Rolapp gave his first glimpse of his unified theory for the PGA Tour – a theory with a new word for pro golf: Scarcity.
There’s a lot we don’t know about what Rolapp’s vision of scarcity will look like. Will it involve the continuation of the PGA Tour’s fall season, which falls directly outside of Rolapp’s description but continues to add events where title sponsors have signed multi-year contracts? How about a streamlined regular season? Will the Tour of the Future receive fewer players, or no cuts?
Three months after Rolapp’s first words, however, we know one thing about the scarcity in professional golf: it will bring us a lot more television.
On Monday morning, Golf Channel announced the rosters of the dueling teams participating in the first-ever competition Golf channel games – a primetime, unique, made-for-TV golf skills competition featuring teams led by Scottie Scheffler and Rory McIlroy. The Games will be played three weeks after the return from The Skins Gamea primetime, made-for-TV match between Justin Thomas, Xander Schauffele, Keegan Bradley and Tommy Fleetwood. These two events will pave the way for the return of golf ultimate primetime, made-for-TV product, the second season of the simulator golf competition called TGL, which begins on December 28. And all that’s not to mention the on-again, off-again, made-for-TV golf series known as The matchor the new golf tour dedicated to reinventing golf on TV, LIV.
Everywhere you look, someone is selling golf on television, and those sales pitches look less and less like 72 holes of tournament golf.
The big idea underlying each of these new golf ventures is one that Rolapp, once the NFL’s media rights point man, knows well: Money in sports flows through television. The best way to make money if you are Golf Channel or the TGL or the Skins gameairs on a major network for big ratings. But the conceit responsible for to make The money these events get on television is a little less ironic: that people, especially casual golf fans already beset by the hustle and bustle of the regular golf season, will tune in to watch.
Rosters announced for the Rory McIlroy/Scottie Scheffler primetime event
By means of:
Josh Berhow
In some ways, it’s easy to see why this new golf-crazy season might appeal to someone with Rolapp’s sensibilities. It was in the NFL that Rolapp learned the value of a season that lasts 20 weeks but never really ends. He saw how non-traditional football content (the Senior Bowl, the Combine, the draft, free agency, training camp, the preseason) could keep the NFL at the center of the sports world’s collective consciousness, even if the games were still months away. He learned that television was an experimental instrument whose end goal was to attract attention.

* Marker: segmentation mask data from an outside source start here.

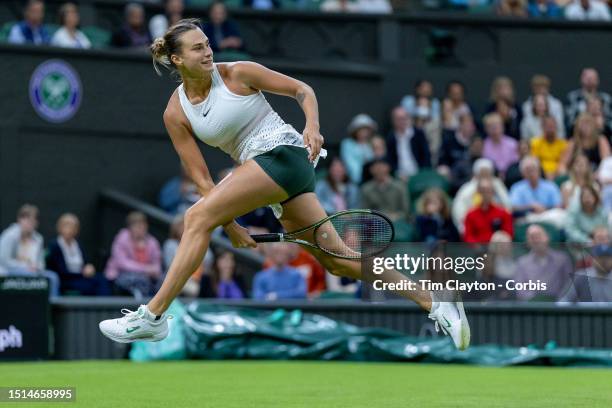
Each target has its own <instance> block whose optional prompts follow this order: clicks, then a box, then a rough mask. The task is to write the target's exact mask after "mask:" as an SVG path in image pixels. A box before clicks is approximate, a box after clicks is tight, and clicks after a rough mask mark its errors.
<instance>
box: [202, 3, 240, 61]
mask: <svg viewBox="0 0 612 408" xmlns="http://www.w3.org/2000/svg"><path fill="white" fill-rule="evenodd" d="M208 18H209V22H208V23H205V24H204V28H203V31H204V34H206V36H207V37H208V40H209V41H210V47H211V48H212V50H213V52H219V51H244V42H243V41H242V36H241V35H240V31H239V30H238V25H237V24H236V23H235V22H234V21H232V20H230V19H229V18H228V15H227V7H226V6H225V3H223V2H222V1H218V0H216V1H213V2H212V3H211V5H210V6H209V8H208Z"/></svg>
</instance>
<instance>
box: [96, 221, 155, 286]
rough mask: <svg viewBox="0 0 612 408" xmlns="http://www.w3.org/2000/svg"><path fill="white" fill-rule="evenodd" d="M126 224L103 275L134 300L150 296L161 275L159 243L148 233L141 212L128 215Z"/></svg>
mask: <svg viewBox="0 0 612 408" xmlns="http://www.w3.org/2000/svg"><path fill="white" fill-rule="evenodd" d="M126 221H127V228H123V229H122V230H120V231H119V233H118V234H117V236H116V237H115V239H114V241H113V246H112V249H111V256H110V259H109V260H108V263H107V264H106V270H105V272H104V273H105V275H106V278H107V279H108V280H110V281H113V282H114V284H115V286H116V287H117V288H118V289H120V290H123V291H126V292H128V293H131V294H132V295H134V296H135V297H143V296H149V295H153V292H154V290H155V288H156V286H157V281H158V279H159V278H160V277H161V274H162V265H161V249H160V246H159V242H158V241H157V240H156V239H155V238H154V237H153V236H151V235H150V234H149V232H148V229H149V225H148V222H147V217H146V216H145V215H144V214H143V213H141V212H138V211H134V212H131V213H130V214H128V216H127V220H126Z"/></svg>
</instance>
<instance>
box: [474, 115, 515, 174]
mask: <svg viewBox="0 0 612 408" xmlns="http://www.w3.org/2000/svg"><path fill="white" fill-rule="evenodd" d="M483 122H484V125H485V131H486V133H487V137H486V138H485V140H484V146H483V149H482V157H484V158H487V159H489V160H491V161H492V162H493V163H495V168H496V169H497V171H499V173H500V174H501V175H502V177H503V176H504V175H505V173H506V170H508V167H510V165H511V164H512V163H514V162H516V161H517V160H518V158H519V152H518V143H517V141H516V140H514V139H513V138H511V137H510V136H507V135H505V134H504V125H503V121H502V117H501V116H500V115H499V114H498V113H489V114H487V115H486V116H485V117H484V119H483Z"/></svg>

But this new vision of golf requires something the NFL doesn’t often worry about: attention from the broader sports world.

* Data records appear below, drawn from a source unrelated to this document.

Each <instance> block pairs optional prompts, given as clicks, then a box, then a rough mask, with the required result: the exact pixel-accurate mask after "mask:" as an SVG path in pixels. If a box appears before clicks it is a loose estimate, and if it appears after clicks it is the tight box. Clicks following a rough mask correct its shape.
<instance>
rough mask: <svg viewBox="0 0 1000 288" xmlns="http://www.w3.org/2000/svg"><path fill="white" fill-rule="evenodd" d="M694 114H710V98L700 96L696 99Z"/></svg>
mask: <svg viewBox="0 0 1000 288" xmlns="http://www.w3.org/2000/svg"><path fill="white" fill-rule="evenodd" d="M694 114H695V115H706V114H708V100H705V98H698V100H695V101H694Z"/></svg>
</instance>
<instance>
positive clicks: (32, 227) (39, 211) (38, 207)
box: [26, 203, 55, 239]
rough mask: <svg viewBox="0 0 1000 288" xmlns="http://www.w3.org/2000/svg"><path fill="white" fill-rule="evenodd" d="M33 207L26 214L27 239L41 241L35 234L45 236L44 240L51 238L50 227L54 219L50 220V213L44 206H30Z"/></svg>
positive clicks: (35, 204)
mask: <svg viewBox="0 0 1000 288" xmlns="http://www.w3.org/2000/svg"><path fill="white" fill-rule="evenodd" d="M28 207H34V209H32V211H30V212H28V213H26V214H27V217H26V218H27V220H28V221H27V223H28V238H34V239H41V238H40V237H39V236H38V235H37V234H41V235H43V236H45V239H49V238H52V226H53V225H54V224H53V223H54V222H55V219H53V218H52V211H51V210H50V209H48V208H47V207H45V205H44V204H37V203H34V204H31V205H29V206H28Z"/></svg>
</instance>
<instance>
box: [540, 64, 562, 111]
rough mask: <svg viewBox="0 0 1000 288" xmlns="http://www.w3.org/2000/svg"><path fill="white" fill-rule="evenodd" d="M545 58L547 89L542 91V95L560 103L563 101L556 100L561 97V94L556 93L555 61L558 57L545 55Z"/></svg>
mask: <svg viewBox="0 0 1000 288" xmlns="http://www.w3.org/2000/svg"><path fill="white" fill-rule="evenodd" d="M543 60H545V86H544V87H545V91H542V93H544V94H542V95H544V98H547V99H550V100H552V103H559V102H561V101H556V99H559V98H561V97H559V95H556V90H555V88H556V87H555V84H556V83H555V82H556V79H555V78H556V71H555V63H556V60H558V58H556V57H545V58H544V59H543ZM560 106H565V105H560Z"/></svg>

This is a concern that is evident The one from the match slowly shifting from a ‘golf event’ to a ‘celebrity event with golf’: even if the best players are on television, and even if they play in a highly marketable format, there is no guarantee that fans will be interested enough to watch. And even if fans do want to watch, there’s no guarantee you’ve built something they’ll see continue to watch every year (like all events on the non-traditional football calendar).

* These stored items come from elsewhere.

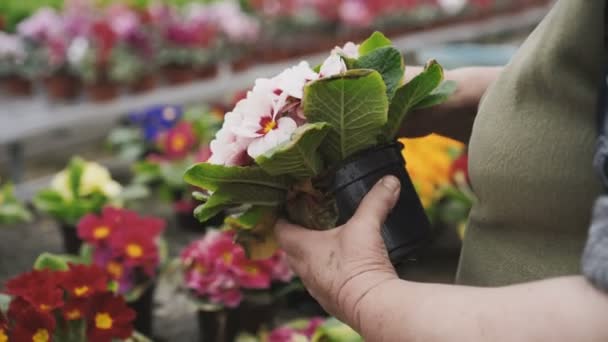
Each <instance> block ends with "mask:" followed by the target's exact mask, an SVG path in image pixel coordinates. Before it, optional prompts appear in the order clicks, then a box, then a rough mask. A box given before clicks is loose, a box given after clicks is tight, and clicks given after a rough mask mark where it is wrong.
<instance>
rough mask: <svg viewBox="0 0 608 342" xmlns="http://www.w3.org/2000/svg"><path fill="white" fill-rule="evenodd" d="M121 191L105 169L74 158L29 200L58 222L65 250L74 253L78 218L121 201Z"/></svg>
mask: <svg viewBox="0 0 608 342" xmlns="http://www.w3.org/2000/svg"><path fill="white" fill-rule="evenodd" d="M122 190H123V189H122V186H121V185H120V184H119V183H118V182H116V181H115V180H113V179H112V177H111V175H110V172H109V171H108V170H107V169H106V168H104V167H103V166H101V165H99V164H97V163H94V162H87V161H85V160H83V159H81V158H79V157H74V158H72V160H71V161H70V163H69V164H68V166H67V168H66V169H64V170H62V171H61V172H59V173H58V174H56V175H55V177H54V178H53V180H52V181H51V184H50V186H49V187H48V188H46V189H43V190H41V191H39V192H38V193H37V194H36V196H35V197H34V200H33V203H34V206H35V207H36V208H37V209H38V210H39V211H41V212H43V213H46V214H48V215H50V216H51V217H53V218H54V219H55V220H56V221H57V222H58V223H59V226H60V229H61V233H62V235H63V243H64V247H65V250H66V252H68V253H70V254H77V253H78V251H79V250H80V246H81V244H82V241H81V240H80V239H78V236H77V234H76V224H77V223H78V221H79V220H80V219H81V218H82V217H83V216H84V215H86V214H88V213H96V212H100V211H101V209H102V208H103V207H104V206H105V205H107V204H110V203H113V204H120V203H122V198H121V193H122Z"/></svg>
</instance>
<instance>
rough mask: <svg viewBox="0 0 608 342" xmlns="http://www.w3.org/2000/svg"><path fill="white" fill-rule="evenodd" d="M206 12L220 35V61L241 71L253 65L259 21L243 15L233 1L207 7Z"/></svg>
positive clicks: (236, 70)
mask: <svg viewBox="0 0 608 342" xmlns="http://www.w3.org/2000/svg"><path fill="white" fill-rule="evenodd" d="M208 11H209V12H210V13H211V14H210V15H211V17H212V20H213V21H214V22H215V23H216V25H217V27H218V29H219V35H220V41H221V43H220V46H221V48H220V54H221V55H222V56H223V57H222V59H224V60H228V61H230V62H231V63H232V69H233V70H235V71H243V70H245V69H247V68H249V67H250V66H251V65H252V64H253V63H255V56H254V51H255V47H256V42H258V41H259V39H260V35H261V32H260V31H261V25H260V20H259V19H258V18H255V17H254V16H252V15H251V14H248V13H245V12H244V11H243V10H242V9H241V6H239V4H238V3H236V2H235V1H223V2H217V3H213V4H211V5H209V9H208Z"/></svg>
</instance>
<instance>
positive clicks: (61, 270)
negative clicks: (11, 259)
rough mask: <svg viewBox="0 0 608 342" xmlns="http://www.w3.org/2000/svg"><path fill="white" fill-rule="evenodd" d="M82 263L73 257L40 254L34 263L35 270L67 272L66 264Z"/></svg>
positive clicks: (74, 256) (53, 254) (69, 255)
mask: <svg viewBox="0 0 608 342" xmlns="http://www.w3.org/2000/svg"><path fill="white" fill-rule="evenodd" d="M83 262H84V261H83V260H82V259H81V258H80V257H78V256H75V255H58V254H51V253H42V254H40V256H38V258H36V261H35V262H34V269H35V270H51V271H67V270H68V269H69V268H70V267H69V266H68V263H73V264H82V263H83Z"/></svg>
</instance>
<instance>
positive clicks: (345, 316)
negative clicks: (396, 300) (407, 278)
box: [337, 268, 401, 332]
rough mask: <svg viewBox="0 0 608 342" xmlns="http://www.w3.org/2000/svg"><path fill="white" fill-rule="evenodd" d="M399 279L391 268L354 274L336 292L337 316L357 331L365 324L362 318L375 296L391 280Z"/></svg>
mask: <svg viewBox="0 0 608 342" xmlns="http://www.w3.org/2000/svg"><path fill="white" fill-rule="evenodd" d="M399 281H401V280H400V279H399V277H398V276H397V273H395V271H394V270H393V269H392V268H391V269H381V270H374V271H364V272H361V273H360V274H358V275H356V276H354V277H353V278H351V279H350V280H348V281H347V282H345V284H344V286H342V287H341V289H340V291H339V292H338V294H337V300H338V301H339V302H338V303H339V311H340V312H339V313H338V315H337V316H338V318H339V319H341V320H342V321H344V322H345V323H347V324H348V325H350V326H351V327H352V328H353V329H355V330H357V331H360V332H361V331H362V329H363V328H364V327H365V326H366V324H365V322H364V320H365V317H366V316H367V313H369V312H370V311H371V310H370V309H371V307H370V306H373V305H374V304H373V303H374V302H375V298H377V296H378V295H379V294H380V293H382V292H383V291H384V289H386V288H387V287H388V285H390V284H391V283H393V282H399Z"/></svg>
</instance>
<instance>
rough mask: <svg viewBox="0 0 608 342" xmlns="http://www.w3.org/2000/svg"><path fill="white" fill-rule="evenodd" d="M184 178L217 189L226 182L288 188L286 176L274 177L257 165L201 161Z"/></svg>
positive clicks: (263, 186) (188, 182)
mask: <svg viewBox="0 0 608 342" xmlns="http://www.w3.org/2000/svg"><path fill="white" fill-rule="evenodd" d="M184 180H185V181H186V182H187V183H188V184H191V185H194V186H198V187H199V188H202V189H207V190H210V191H216V190H218V189H219V188H220V187H221V186H223V185H226V184H236V185H238V186H243V185H258V186H262V187H267V188H272V189H278V190H287V187H288V183H287V179H286V178H285V177H273V176H270V175H269V174H268V173H266V171H264V170H262V169H261V168H259V167H255V166H245V167H243V166H223V165H213V164H208V163H199V164H195V165H193V166H191V167H190V168H189V169H188V170H187V171H186V174H185V175H184Z"/></svg>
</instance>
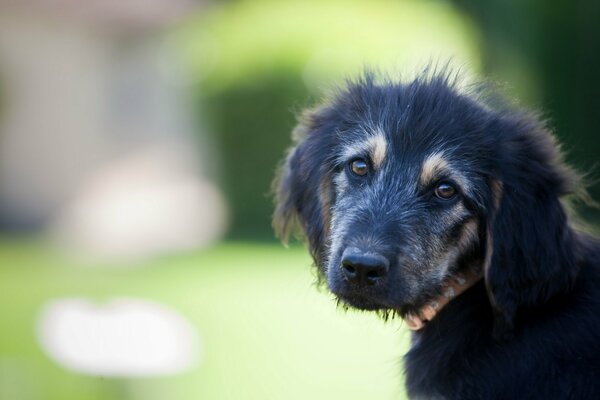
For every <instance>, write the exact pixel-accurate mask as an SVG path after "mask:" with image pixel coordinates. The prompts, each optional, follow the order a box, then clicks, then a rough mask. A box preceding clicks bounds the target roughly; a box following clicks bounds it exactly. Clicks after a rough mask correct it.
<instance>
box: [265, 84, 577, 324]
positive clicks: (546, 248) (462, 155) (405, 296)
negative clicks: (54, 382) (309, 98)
mask: <svg viewBox="0 0 600 400" xmlns="http://www.w3.org/2000/svg"><path fill="white" fill-rule="evenodd" d="M455 86H456V85H454V84H453V83H451V82H450V81H449V79H448V78H447V77H443V76H442V77H440V76H438V77H428V78H420V79H416V80H414V81H413V82H410V83H407V84H395V83H389V82H387V83H378V82H376V81H375V80H374V79H373V78H372V77H366V78H364V79H362V80H360V81H359V82H356V83H352V84H350V85H348V87H347V88H346V89H344V90H341V91H339V92H338V93H337V95H335V96H334V97H333V99H332V100H331V101H329V102H328V103H326V104H325V105H322V106H321V107H319V108H316V109H314V110H312V111H309V112H307V113H305V114H304V115H303V117H302V119H301V121H300V123H299V125H298V127H297V129H296V131H295V140H296V145H295V147H294V148H293V149H292V150H291V151H290V153H289V155H288V157H287V159H286V161H285V163H284V165H283V167H282V169H281V172H280V175H279V178H278V179H277V180H276V192H277V203H278V204H277V209H276V211H275V216H274V227H275V229H276V230H277V231H278V233H279V234H280V235H281V236H282V237H283V238H284V239H285V238H287V236H288V234H289V233H290V231H291V230H292V228H293V226H294V225H295V223H296V222H298V223H299V226H300V227H301V230H302V231H303V233H304V234H305V236H306V237H307V239H308V244H309V249H310V251H311V254H312V256H313V258H314V261H315V264H316V265H317V267H318V268H319V271H320V275H321V277H322V278H324V280H325V281H326V282H327V285H328V287H329V289H330V290H331V291H332V292H333V293H334V294H335V295H337V296H338V298H339V299H341V300H342V301H343V302H344V303H345V304H348V305H350V306H353V307H357V308H361V309H367V310H393V311H396V312H399V313H401V314H406V313H408V312H412V311H413V310H415V309H417V308H418V307H420V306H421V305H423V304H424V302H426V301H427V300H428V299H430V298H432V296H435V295H436V294H438V293H439V291H440V290H441V288H442V287H443V285H444V282H446V281H447V280H448V278H449V277H451V276H452V275H453V274H456V273H457V272H459V271H461V270H464V269H467V268H470V267H480V268H481V270H483V273H484V275H485V280H486V287H487V290H488V294H489V297H490V301H491V304H492V305H493V307H494V311H495V313H496V317H497V318H496V325H497V328H498V330H499V331H506V330H507V329H506V328H510V327H511V326H512V323H513V320H514V317H515V315H516V313H517V311H518V309H519V308H520V307H522V306H524V307H532V306H535V305H537V304H539V303H541V302H544V301H546V300H547V299H548V298H549V297H551V296H552V295H554V294H555V293H556V292H558V291H561V290H564V289H565V288H566V287H568V286H569V285H570V284H571V283H572V280H573V278H574V275H575V273H576V271H575V266H574V261H573V260H574V257H573V249H572V246H571V236H572V231H571V230H570V229H569V228H568V225H567V219H566V215H565V212H564V209H563V207H562V205H561V203H560V200H559V198H560V197H561V196H563V195H565V194H567V193H569V192H570V191H571V190H572V186H573V184H574V182H575V175H574V174H573V173H572V172H571V171H570V170H568V169H567V168H565V167H564V166H563V164H562V163H561V160H560V154H559V151H558V149H557V146H556V144H555V142H554V140H553V138H552V136H551V135H550V134H549V133H548V132H547V130H546V128H545V127H544V125H543V124H542V123H541V122H540V121H539V120H538V118H536V117H535V116H533V115H531V114H527V113H523V112H520V111H516V110H512V111H510V110H508V108H506V107H505V106H502V109H494V108H493V107H491V106H490V105H489V104H487V103H485V102H484V101H483V100H481V97H476V96H473V95H466V94H461V93H460V91H459V90H457V89H456V87H455Z"/></svg>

None of this is to say that the people behind these events shouldn’t be concerned about them. A success that far exceeded most expectations during its first season, TGL returns for its second year with legitimate reason for optimism. It’s just to say that the game of making money on television depends on people watching, and when it comes to made-for-TV golf games, the audience is far from a guarantee. (It should be noted that the Tour has the ability to reject such televised overtures under its media rights rules, and often collects a fee in exchange for signing over the media rights.)
One way to keep people watching is to create a sense of scarcity – by making the people at home feel like they’re missing out by not to look. This is Rolapp’s idea, however it manifests. But what does scarcity actually look like in the winter of 2025?
It seems like golf was made for TV: there’s an abundance of it.